Ivic eut une phrase célébre : « Je suis dans la merde, toi aussi. Alors, tu y vas, tu marques et on en sort tous les deux »… Ce soir-là, le vieil entraîneur dalmate a donné un nouvel élan à la carrière de Lukunku. Il l’a même peut-être sauvé du naufrage. Ali a renversé le cours de la rencontre. Il a compris ce jour-là que l’enfer, c’est les autres. Il ne faut pas avoir lu Jean-Paul Sartre pour le savoir, il suffit parfois de jouer au football.

« N’empêche, il y avait un gros malaise », reconnaît-il. « On ne me pardonnait rien alors que ce n’était jamais le cas pour d’autres. Mon ami Daniel Kimoni m’affirma qu’ André Cruz avait été laminé à Sclessin avant de s’imposer et d’y devenir un dieu. Cela n’avait aucun rapport avec la couleur de ma peau. A Sclessin, on n’entend jamais de cris idiots quand un joueur noir a la balle, qu’il soit Standardman ou adversaire. Ailleurs, par contre, et dans des clubs comptant beaucoup d’Africains, j’ai été hué par le public. C’était nul. J’aurais voulu participer à l’action de l’Union Belge contre le racisme. Si on me le demande la prochaine fois, je me rendrai à Bruxelles. J’ai lu dans la presse que l’Union Belge avait pensé à moi. Je n’étais pas du tout au courant : dommage. J’ai pris part un jour à l’ Ecran Témoin de la RTBF sur ce thème délicat et le regard des gens a un peu changé. Beaucoup me firent part de tout leur intérêt et de leur compréhension ».

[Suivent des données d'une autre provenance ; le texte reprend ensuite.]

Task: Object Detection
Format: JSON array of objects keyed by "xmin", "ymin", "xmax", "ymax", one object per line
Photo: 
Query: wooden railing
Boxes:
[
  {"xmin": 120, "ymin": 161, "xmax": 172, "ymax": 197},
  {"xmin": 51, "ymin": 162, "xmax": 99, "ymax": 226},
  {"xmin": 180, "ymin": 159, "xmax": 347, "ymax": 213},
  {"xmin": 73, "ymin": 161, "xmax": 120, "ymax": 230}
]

Les artistes ont parfois besoin de bouger afin de trouver le lieu qui cadre avec leur esprit de création. Le grand-père paternel de Ludwig Van Beethoven était originaire de la région de Malines. Maître de Chapelle, il se fixa à Bonn où naquit le grand compositeur. Ali n’a évidemment pas les mêmes partitions mais il a vu du pays entre son Congo natal, la France, la Belgique, Liège…

« A un moment, j’ai voulu quitter Sclessin car il n’y avait pas de solutions. J’ai craqué. Le coup de coude que j’ai décoché à Toni Herremans au GBA le prouve. Sur le moment-même, je me suis demandé ce que j’avais fait. Ce n’était pas moi, ce n’était pas le vrai Ali Lukunku. Il convenait que je m’exorcise en quelque sorte et ça passait, selon moi, par un transfert dans les plus brefs délais. J’en avais marre, carrément ras-le-bol, les plombs chauffaient depuis longtemps, ils ont pété ce soir-là. J’étais malade en rentrant à la maison. J’ai eu des contacts avec d’autres clubs et il y en a toujours. Cela s’éloigne un peu car je participe à ce qui se passe actuellement au Standard mais cela ne suffit pas. Je compte maintenant mais je pensais que cet avènement viendrait tout de même un peu plus tôt. Je veux lire autre chose dans le regard des gens, c’est important pour moi. Je ne désire pas être le paratonnerre de toutes les angoisses ou des frustrations d’autrui.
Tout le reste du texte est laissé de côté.